Samples
Genomic DNA was previously extracted from anal swab samples and genotyped on LA to determine the prevalence of HPV type-specific infections between HIV-positive and HIV-negative men who have sex with men in Abuja, Nigeria [
13]. In brief, DNA was extracted from 250 μL of Aptima Specimen Transport medium (Hologic, San Diego, CA) using the QIAmp MinElute Media Kit (Qiagen, Valencia, CA). DNA was resuspended in 100 μL of Buffer AVE, quantified by NanoDrop (ng/μL) and stored at -20
0 C. A 10-μL aliquot of the purified DNA was amplified using the PGMY 09/11 L1 consensus primer system which co-amplifies 37 HPV genotypes and a human β-globin internal control target. Both high- and low-risk HPV genotypes were detected using the LA (Roche Diagnostics, Indianapolis IN). High-risk HPV included 13 type specific infections: 16, 18, 31, 35, 39, 45, 51, 52, 56, 58, 59, and 68 [
14]. For any HPV (both low and high-risk), the median number of infections was 4, (interquartile range [IQR]: 2–8, range: 0–15); 38% (59/154) of the specimens had 2–5 infections and 38% (58/154) had 6–15 infections. Approximately 49% (76/154) of the specimens had two or more high-risk HPV infections (median: 1, IQR:0–3, range 0–7).
Laboratory
For the present study, 10 samples of genomic DNA positive for multiple high-risk HPV infections were selected. Quantified genomic DNA (20 ng) were included in HPV library amplification as previously described [
1]. In brief, all samples were included in the sequencing pool at a standardized concentration of ~500pM, as determined by the BioAnalyzer. Samples without library product detection were included in the pool at equal volumes. Pooled samples were purified and then quantified for emulsion template preparation on the Qubit 2.0 Fluorometer and prepared using Ion personal genome machine (PGM) 200 kits on the OneTouch 2. Sequencing was performed on the Ion Torrent PGM using the 200 v2 sequencing chemistry and 316v2 chips.
Data processing was performed by the ion torrent server, using Torrent Suite v4.4.3, and mapped to the full genomic sequences of HPV downloaded from the Papillomavirus Episteme (PaVE) database with a minimum score of AQ17. Further filtering of only reads >100 bp was performed using NGSUtils. A sample contained >5000 reads to be included in the analysis and the reads for each type specific infection accounted for more than 0.05% of the total number of reads to be called positive.
Statistical analyses
The median and interquartile range of the number of genotypes identified per sample were estimated for any HPV infection, high-risk HPV, and low-risk HPV infection. To compare the NGS-HPV genotyping assay with LA, the presence or absence of 33 type-specific infections that were detectable by both assays were included in the analysis (6, 11, 16, 18, 26, 31, 33, 35, 39, 40, 42, 45, 51, 53, 54, 56, 58, 59, 61, 62, 66, 67, 68, 69, 70, 71, 72, 73, 81, 82, 83, 84, 89. Bolding indicates high-risk). There were 4 type-specific infections (52, 55, 64, and IS39 (82 subtype) that were not included in the comparison.
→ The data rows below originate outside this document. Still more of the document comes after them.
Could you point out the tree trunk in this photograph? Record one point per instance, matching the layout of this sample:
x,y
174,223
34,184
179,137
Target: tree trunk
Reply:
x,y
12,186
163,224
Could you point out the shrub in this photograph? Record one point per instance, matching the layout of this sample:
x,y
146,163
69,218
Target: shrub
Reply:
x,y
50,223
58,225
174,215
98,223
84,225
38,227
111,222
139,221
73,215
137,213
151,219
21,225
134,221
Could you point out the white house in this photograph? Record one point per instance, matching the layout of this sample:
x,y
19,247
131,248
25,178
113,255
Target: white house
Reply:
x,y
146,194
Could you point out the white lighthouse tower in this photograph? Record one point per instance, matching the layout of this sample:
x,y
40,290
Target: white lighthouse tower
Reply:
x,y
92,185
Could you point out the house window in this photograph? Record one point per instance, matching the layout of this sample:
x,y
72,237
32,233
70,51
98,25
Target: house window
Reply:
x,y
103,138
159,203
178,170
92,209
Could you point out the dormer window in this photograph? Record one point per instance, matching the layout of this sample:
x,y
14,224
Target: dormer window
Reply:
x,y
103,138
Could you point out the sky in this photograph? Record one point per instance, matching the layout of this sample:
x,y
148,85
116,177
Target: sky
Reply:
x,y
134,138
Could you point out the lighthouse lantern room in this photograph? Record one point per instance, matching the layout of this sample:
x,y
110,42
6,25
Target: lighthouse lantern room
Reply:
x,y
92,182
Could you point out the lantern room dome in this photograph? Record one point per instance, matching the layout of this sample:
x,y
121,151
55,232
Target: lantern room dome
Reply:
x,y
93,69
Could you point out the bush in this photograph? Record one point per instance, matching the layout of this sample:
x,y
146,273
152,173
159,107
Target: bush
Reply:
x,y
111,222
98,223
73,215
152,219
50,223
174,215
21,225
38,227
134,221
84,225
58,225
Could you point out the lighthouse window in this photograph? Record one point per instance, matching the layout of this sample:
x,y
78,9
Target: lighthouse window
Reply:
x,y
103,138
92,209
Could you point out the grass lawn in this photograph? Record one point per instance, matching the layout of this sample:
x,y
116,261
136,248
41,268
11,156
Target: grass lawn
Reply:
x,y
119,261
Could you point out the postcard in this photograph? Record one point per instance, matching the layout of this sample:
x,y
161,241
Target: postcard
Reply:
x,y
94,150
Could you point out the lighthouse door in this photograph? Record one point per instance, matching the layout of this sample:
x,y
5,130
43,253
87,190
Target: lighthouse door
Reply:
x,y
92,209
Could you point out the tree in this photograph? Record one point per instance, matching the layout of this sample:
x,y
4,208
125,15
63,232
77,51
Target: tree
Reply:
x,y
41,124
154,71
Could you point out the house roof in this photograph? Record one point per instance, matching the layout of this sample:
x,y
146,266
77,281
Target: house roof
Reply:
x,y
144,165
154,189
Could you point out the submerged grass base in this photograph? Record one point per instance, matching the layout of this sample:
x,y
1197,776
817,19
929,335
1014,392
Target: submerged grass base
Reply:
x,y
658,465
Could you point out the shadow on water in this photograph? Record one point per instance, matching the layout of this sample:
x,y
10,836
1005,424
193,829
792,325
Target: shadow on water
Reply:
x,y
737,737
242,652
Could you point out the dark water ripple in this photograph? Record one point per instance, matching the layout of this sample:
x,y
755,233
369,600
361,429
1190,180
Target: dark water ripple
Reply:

In the LA assay, HPV 52 cross reacts with 35 and 58. If either 35 or 58 are present, then 52 may be underdiagnosed in the LA assay. For the other three genotypes, genomic sequences were not present in the PaVE database and were not available for mapping and therefore could possibly be underdiagnosed in the NGS assay. In total there were 330 type-specific infections that could be detected by both assays.
To estimate the ability of the NGS assay to detect the same types of infections detected on LA, we calculated the positive predictive value [(true positive/(true positive + false positive))*100] and the negative predictive value [(true negative/(true negative + false negative))*100] for any HPV, and separately for high-risk HPV and low-risk HPV with the associated 95% confidence intervals. To estimate the ability of the NGS assay to correctly identify those with and without HPV genotypes, we calculated the sensitivity [(true positive/(true positive + false negative))*100] and the specificity [(true negative/(true negative + false positive))*100] for any HPV, and separately for high-risk HPV and low-risk HPV with the associated 95% confidence intervals. Two-sample tests of proportions were used to compare the performance of the NGS-HPV assay for high and low risk HPV infections relative to the LA. Analyses were performed using Stata Statistical Software: Release 13 (College Station, TX: Stata Corp LP).